Yields Tumble in Risk-Off Trade that Takes Another Bite Out of Fed Expectations: Incessant escalation of the tensions and fighting between Ukraine and Russia rattled markets again Tuesday. Satellite imagery continued to show Russia reinforcing its existing troops with more manpower and military equipment and the country’s defense minister said the operation would not end until the mission was accomplished. Ukraine remained steadfast in fighting back against Russia’s onslaught and Western powers appeared steady in their resolve to support Ukraine’s efforts and cut off Russia from the rest of the world. Oil prices rallied sharply amid the worsening situation. U.S. WTI crude gained 8% to $103.41 per barrel while Brent jumped more than 9% to above $107, both market new highs since July 2014. The moves kept the S&P 500’s energy sector afloat amid a sea of red across other sectors. Cyclical sectors were the hardest hit and financials led all declines. The recent flight to quality has driven Treasury yields lower and forced investors to reassess their expectations for monetary policy, both generally negatives for financial institution margins. Just weeks after markets priced in the possibility of seven rate hikes this year, fed funds futures reflect an uncertainty around if there will even be five. The 2-year Treasury yield fell 9.2 bps to 1.34%, its lowest close since February 7. The 5-year yield led all declines, down 12.4 bps to 1.59%, the lowest level since January 25. The 10-year yield fell 9.8 bps to 1.73%, its lowest mark since January 13. Those changes were less than half of the declines seen across Europe, with most sovereign curves in the region sinking by more than 20 bps. An ECB official said Tuesday that “In this kind of a situation [in Ukraine], it’s usually better to wait with your decisions until your sight clears so that you avoid doing damage.”

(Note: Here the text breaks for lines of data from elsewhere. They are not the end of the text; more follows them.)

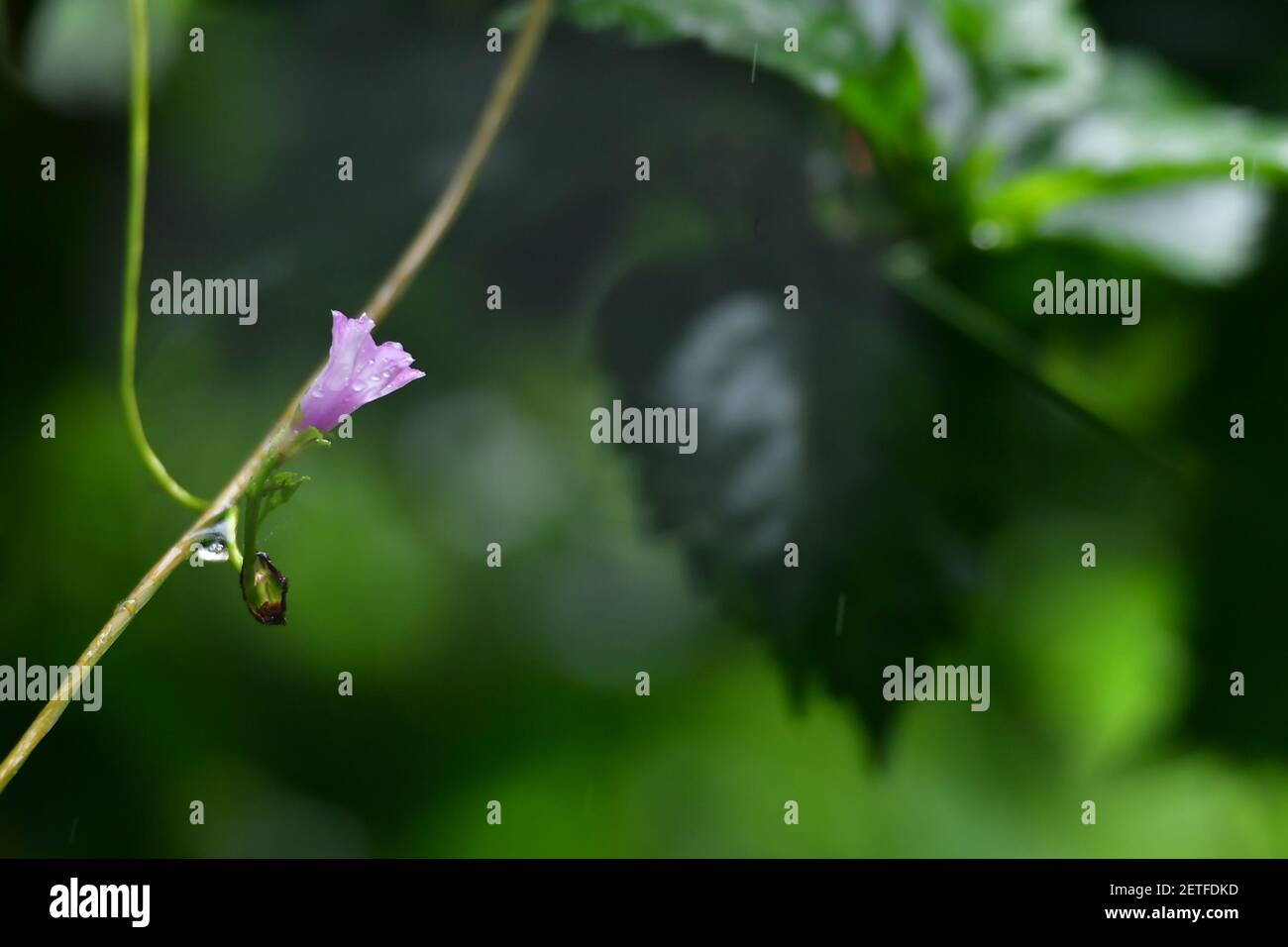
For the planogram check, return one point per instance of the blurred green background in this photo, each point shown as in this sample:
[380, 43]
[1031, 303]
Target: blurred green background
[518, 684]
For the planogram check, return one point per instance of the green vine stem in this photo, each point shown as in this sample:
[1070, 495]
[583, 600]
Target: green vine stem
[430, 232]
[134, 253]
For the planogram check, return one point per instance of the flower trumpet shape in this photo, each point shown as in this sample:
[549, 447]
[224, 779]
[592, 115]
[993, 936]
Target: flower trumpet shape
[356, 372]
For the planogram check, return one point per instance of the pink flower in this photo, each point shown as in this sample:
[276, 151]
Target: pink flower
[357, 371]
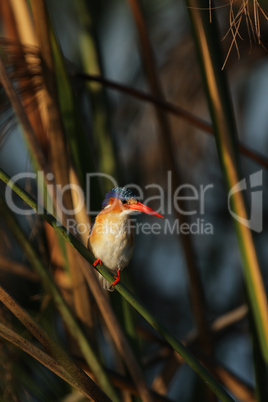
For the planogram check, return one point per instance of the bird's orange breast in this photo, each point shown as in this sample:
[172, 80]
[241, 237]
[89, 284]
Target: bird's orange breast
[112, 237]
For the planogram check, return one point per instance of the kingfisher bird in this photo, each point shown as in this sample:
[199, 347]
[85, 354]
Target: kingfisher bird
[111, 238]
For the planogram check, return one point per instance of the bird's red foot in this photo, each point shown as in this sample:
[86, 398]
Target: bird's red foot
[117, 278]
[98, 261]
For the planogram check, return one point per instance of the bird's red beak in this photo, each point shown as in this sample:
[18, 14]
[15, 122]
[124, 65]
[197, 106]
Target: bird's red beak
[143, 208]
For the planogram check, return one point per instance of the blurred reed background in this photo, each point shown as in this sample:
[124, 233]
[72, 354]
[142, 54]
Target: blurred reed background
[116, 87]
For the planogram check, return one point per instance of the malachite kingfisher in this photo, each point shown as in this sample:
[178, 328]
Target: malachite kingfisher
[111, 237]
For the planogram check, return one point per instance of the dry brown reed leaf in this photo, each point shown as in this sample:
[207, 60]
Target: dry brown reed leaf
[249, 11]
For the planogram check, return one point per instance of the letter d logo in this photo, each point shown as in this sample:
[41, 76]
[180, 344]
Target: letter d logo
[255, 221]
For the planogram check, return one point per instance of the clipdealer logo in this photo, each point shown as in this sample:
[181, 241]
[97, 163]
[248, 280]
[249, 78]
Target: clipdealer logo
[255, 221]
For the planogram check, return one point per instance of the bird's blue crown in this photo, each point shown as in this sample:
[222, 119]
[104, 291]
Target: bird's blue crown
[122, 193]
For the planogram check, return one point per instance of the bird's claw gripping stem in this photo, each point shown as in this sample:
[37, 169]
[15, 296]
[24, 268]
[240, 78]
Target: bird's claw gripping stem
[117, 278]
[98, 261]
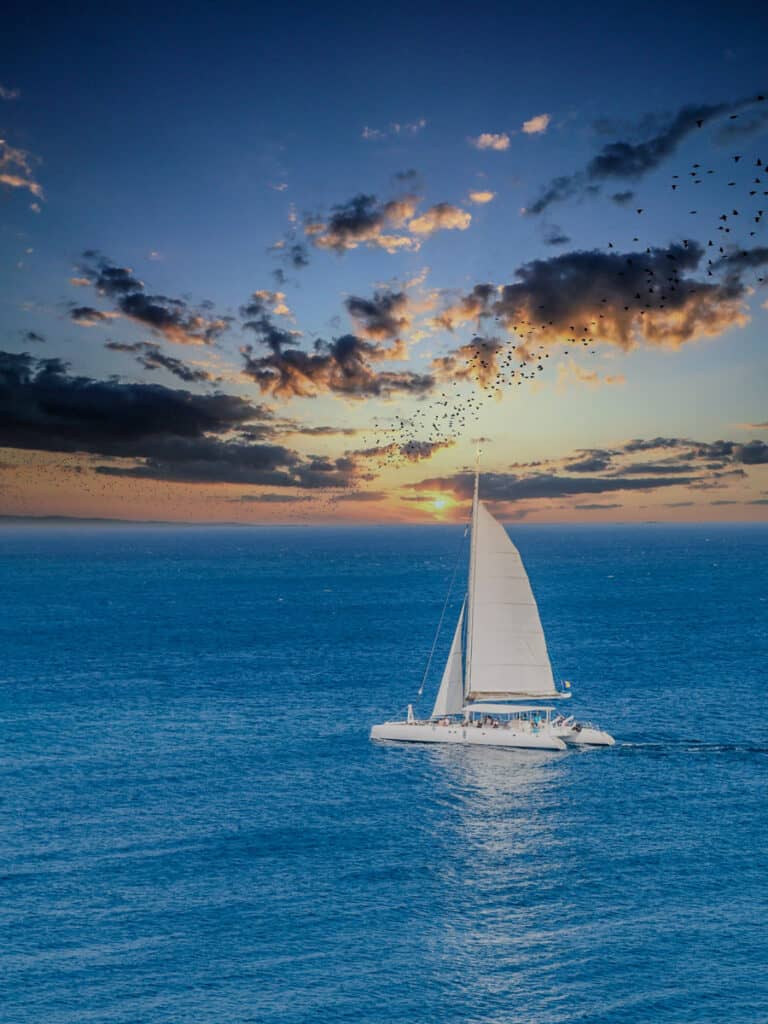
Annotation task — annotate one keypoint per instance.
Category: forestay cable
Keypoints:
(442, 613)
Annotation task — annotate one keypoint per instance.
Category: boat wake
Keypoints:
(689, 747)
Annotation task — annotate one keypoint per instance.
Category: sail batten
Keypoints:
(506, 647)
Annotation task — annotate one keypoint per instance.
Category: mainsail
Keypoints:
(506, 649)
(450, 698)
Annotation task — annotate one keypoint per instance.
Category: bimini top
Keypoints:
(488, 709)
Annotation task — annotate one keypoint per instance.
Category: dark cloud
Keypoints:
(743, 259)
(151, 356)
(153, 432)
(592, 461)
(43, 407)
(364, 220)
(385, 315)
(610, 296)
(413, 451)
(173, 318)
(624, 159)
(555, 237)
(477, 360)
(361, 496)
(511, 487)
(270, 499)
(88, 316)
(594, 507)
(643, 468)
(342, 367)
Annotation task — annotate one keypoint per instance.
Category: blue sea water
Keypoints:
(195, 826)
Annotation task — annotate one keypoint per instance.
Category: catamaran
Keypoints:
(498, 679)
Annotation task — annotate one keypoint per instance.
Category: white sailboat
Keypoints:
(498, 676)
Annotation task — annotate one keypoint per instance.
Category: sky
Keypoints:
(299, 264)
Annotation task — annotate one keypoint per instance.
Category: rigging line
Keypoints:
(442, 613)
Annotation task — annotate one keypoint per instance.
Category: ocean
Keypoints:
(196, 827)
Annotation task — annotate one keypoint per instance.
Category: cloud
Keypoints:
(467, 309)
(341, 367)
(274, 301)
(622, 298)
(270, 499)
(394, 128)
(570, 371)
(537, 125)
(88, 316)
(594, 507)
(15, 169)
(629, 160)
(413, 451)
(442, 216)
(481, 197)
(554, 236)
(365, 221)
(385, 315)
(152, 432)
(392, 226)
(742, 259)
(511, 487)
(43, 407)
(151, 356)
(489, 140)
(172, 318)
(598, 471)
(477, 360)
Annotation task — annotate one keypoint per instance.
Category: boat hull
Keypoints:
(587, 737)
(429, 732)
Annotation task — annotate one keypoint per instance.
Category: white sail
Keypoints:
(506, 649)
(450, 699)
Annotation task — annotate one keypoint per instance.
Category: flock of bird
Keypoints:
(494, 367)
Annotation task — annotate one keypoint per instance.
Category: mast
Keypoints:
(471, 585)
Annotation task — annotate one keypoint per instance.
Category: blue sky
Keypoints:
(184, 145)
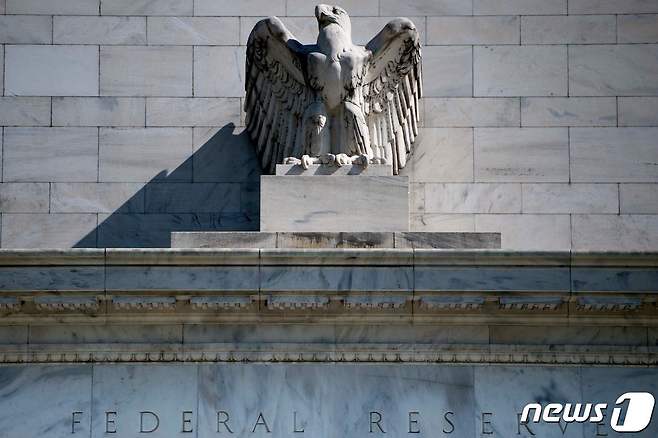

While U.S. equity futures and Treasury yields reversed a portion of their Tuesday moves overnight, oil prices continued to climb on Wednesday. U.S. WTI crude traded above $111 per barrel, its highest mark since 2011, as Brent crossed above $113, both reflecting daily gains of nearly 8%. Stocks fell in Asia but Europe’s Stoxx 600 bounced back 0.3%. U.S equity index futures recovered between 0.2% and 0.4%. Treasury yields erased a drop in Asian trading and were moving higher ahead of ADP’s estimate of private payroll gains in February, reaching new session highs following the better-than-expected results. Shorter yields led Wednesday’s rise as fed funds futures reversed a portion of yesterday’s flattening. The prepared portion of Fed Chair Powell’s testimony later this morning were released at 7:30 a.m. CT, showing the Fed chief will tell a House panel that a rate hike in March remains on track and that the impact on the U.S. economy of Russia’s invasion of Ukraine remains “highly uncertain”. The 2-year Treasury yield rose 8.3 bps to 1.42% around 7:30 a.m. and the 10-year yield added 4.6 bps to 1.77%. Those moves, once again, trailed changes in European sovereigns. Preliminary data showed inflation in the Eurozone rose 0.9% MoM, firmer than the 0.8% increase economists expected. Annual core inflation accelerated from 2.3% to 2.7%, outstripping the expected pace of 2.6% and marking another record-high reading.